Seveneves: A Novel

KATH TWO DESCENDED TO THE TRANSIT LEVEL AT THE END OF THE block and took the tube around the ring to a district of midrise blocks full of stores, markets, kupols, restaurants, and theaters, and spent the day drifting around, looking at things, buying little except for small items of clothing and toiletries she imagined she might need on the next leg of her journey. Square meter for square meter, this was the finest shopping district in the human universe, drawing its stock from every habitat visited by the Eye, attracting the sophisticated and well-heeled natives of the Great Chain as well as tourists from whichever habitats were currently in reach.

 

She was feeling a kind of vague ambient pressure—enhanced, no doubt, by the advertising that walled her in on all sides—to buy clothes, or try on jewelry, or get a hairstyle that would make her fit in better on Cradle. That was a place for people more important than Kath Two: brisk, poised paragons in uniforms or smart outfits, speed-walking down corridors in murmuring clusters, exchanging glances across lobbies. Kath One had been much more susceptible to those kinds of social influences and would have been emptying her bank account at this moment, trying to silence the little voice in her head telling her she wasn’t pretty or stylish enough. But Kath One had died at the age of thirteen and been replaced by Kath Two, whose brain had a rather different set of emotional responses. It wasn’t that she was unafraid. Everyone was afraid of something. Kath Two was afraid that she would make the wrong choices, and make a fool and a spectacle of herself, if she tried to dress up to Cradle’s standards. Better to lurk, observe, and merge, as she did when flying in a glider.

 

On her way back down to the tube, she happened to pass by a bookstall, where she picked up a paper copy of one of her favorite history books and downloaded a whole series of novels set on Old Earth. The paper copy was an extravagance, something she would add to her little library the next time she made it to one of her caches. For like a lot of young Moirans, Kath Two didn’t even try to establish a fixed home. With a home came a social circle, and perhaps a family. All of which was fine for the people of the other races.

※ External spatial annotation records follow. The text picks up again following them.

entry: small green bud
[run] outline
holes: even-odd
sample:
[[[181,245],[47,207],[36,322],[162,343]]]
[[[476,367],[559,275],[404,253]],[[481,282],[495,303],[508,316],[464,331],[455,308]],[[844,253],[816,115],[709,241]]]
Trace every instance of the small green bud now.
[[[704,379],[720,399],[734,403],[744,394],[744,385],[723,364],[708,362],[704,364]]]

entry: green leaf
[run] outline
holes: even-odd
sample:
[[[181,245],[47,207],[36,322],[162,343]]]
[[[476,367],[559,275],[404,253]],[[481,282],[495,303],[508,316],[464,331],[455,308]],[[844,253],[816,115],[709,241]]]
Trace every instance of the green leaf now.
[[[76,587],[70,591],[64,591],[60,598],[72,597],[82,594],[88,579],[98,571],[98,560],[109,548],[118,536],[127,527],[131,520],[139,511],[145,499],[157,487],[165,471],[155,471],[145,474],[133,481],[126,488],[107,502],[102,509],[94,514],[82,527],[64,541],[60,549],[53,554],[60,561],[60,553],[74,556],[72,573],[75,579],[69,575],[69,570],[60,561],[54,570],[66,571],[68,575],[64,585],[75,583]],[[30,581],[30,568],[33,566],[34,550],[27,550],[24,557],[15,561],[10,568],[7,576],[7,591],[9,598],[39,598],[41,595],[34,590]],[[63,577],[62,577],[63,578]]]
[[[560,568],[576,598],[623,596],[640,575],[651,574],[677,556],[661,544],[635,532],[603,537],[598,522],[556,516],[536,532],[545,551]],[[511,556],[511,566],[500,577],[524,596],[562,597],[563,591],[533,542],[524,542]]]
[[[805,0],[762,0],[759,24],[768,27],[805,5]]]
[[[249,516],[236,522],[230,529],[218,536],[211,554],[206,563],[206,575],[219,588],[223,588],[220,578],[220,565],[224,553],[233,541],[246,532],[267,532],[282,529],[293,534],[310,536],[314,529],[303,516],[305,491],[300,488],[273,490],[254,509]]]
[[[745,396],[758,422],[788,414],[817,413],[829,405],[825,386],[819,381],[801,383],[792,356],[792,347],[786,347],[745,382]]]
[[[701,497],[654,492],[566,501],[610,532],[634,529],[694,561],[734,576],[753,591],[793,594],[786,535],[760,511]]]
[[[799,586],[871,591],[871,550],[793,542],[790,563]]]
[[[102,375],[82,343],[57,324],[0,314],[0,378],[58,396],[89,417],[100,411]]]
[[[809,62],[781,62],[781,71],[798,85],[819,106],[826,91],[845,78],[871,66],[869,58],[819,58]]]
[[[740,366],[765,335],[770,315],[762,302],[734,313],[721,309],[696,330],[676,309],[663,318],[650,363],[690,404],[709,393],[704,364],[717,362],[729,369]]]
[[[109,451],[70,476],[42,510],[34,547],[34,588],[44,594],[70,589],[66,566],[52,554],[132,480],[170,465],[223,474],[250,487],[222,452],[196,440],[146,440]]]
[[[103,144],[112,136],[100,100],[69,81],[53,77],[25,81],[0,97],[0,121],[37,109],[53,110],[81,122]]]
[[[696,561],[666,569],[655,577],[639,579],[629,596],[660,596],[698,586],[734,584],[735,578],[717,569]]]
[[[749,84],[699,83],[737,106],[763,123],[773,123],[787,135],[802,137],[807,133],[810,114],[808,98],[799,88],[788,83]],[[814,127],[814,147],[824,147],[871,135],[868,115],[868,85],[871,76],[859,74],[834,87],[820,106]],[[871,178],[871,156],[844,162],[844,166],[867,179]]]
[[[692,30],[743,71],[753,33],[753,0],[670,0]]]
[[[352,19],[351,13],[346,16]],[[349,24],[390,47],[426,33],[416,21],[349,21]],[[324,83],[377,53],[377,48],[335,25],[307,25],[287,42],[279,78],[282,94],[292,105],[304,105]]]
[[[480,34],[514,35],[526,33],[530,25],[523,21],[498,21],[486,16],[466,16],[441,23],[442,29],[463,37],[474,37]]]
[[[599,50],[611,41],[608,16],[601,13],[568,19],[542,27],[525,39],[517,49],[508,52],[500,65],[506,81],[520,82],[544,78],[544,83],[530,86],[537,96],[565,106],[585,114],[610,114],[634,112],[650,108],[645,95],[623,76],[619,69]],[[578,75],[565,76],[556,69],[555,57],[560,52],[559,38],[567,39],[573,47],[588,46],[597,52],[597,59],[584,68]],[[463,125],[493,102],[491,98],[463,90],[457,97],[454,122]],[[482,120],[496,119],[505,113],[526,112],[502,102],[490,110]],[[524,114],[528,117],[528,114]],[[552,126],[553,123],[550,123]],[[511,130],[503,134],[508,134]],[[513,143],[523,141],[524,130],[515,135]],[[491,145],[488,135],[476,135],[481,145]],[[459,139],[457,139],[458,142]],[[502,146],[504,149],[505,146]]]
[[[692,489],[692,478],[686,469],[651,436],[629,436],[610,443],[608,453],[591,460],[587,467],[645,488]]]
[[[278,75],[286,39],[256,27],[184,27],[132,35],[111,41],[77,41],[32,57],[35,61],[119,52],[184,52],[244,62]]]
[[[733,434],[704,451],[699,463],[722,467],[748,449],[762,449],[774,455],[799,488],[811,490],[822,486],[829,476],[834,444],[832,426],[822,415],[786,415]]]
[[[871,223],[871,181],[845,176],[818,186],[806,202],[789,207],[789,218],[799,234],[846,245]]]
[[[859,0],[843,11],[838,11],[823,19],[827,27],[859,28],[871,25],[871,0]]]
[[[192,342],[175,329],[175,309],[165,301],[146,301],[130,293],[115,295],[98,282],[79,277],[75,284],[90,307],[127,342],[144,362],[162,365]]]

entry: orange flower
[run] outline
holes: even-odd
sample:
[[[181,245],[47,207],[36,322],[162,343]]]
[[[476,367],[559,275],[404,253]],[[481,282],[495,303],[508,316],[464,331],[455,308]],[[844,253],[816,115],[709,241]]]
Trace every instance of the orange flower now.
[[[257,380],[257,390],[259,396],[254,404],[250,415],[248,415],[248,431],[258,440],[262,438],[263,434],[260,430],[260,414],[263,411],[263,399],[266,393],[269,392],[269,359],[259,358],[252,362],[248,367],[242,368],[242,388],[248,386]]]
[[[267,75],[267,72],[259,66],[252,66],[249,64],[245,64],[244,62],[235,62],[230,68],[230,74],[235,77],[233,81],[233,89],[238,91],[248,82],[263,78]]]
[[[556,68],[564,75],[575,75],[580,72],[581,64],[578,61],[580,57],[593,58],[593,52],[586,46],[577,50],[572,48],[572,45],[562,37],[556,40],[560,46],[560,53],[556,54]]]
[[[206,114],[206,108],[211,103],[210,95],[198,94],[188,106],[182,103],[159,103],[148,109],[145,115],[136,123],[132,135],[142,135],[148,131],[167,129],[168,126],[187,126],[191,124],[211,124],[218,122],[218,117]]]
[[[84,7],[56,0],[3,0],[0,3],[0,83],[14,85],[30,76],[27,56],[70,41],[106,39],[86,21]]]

But until a Moiran “took a set,” such permanent arrangements were unwise, placing husband, children, coworkers, and friends at risk of waking up one day to find that their wife, mother, colleague, or pal had effectively died and been replaced by someone else. So rather than renting apartments, young Moirans opted for storage caches in places they were wont to visit. Sometimes it was a shelf in a friend’s closet, sometimes a locker in a Survey or military base, sometimes a commercial niche in a big city with a robot doorkeeper that would ID you. Abandoned caches were legion, their contents forever being sold at auction.

 

Kath Two was the sort of person whose caches were apt to be crammed with paper books. For her, the electronic books were an insurance policy of sorts. The four-day elevator ride might be nothing more than a prelude to further journeys, some of which might take her to places with little to no bandwidth, and nothing was worse than getting stuck in a situation like that with nothing to read.

 

Elsewhere on the Great Chain was a block-long historical museum, stacked by era, with one floor for each millennium, beginning with the pre-Zero world on the ground floor and proceeding upward. Of course, very few physical artifacts remained from pre-Zero, so that floor consisted mostly of pictures and reconstructed environments. But the Arkies had been allowed to bring a few possessions into space with them, and some of those had survived the Epic and the ensuing five thousand years. So it was possible to look at actual smartphones and tablets and laptops that had been manufactured on Old Earth. They did not work anymore, but their technical capabilities were described on little placards. And they were impressive compared to what Kath Two and other modern people carried around in their pockets. This ran contrary to most people’s intuition, since in other areas the achievements of the modern world—the habitat ring, the Eye, and all the rest—were so vastly greater than what the people of Old Earth had ever accomplished.

 

It boiled down to Amistics. In the decades before Zero, the Old Earthers had focused their intelligence on the small and the soft, not the big and the hard, and built a civilization that was puny and crumbling where physical infrastructure was concerned, but astonishingly sophisticated when it came to networked communications and software. The density with which they’d been able to pack transistors onto chips still had not been matched by any fabrication plant now in existence. Their devices could hold more data than anything you could buy today. Their ability to communicate through all sorts of wireless schemes was only now being matched—and that only in densely populated, affluent places like the Great Chain.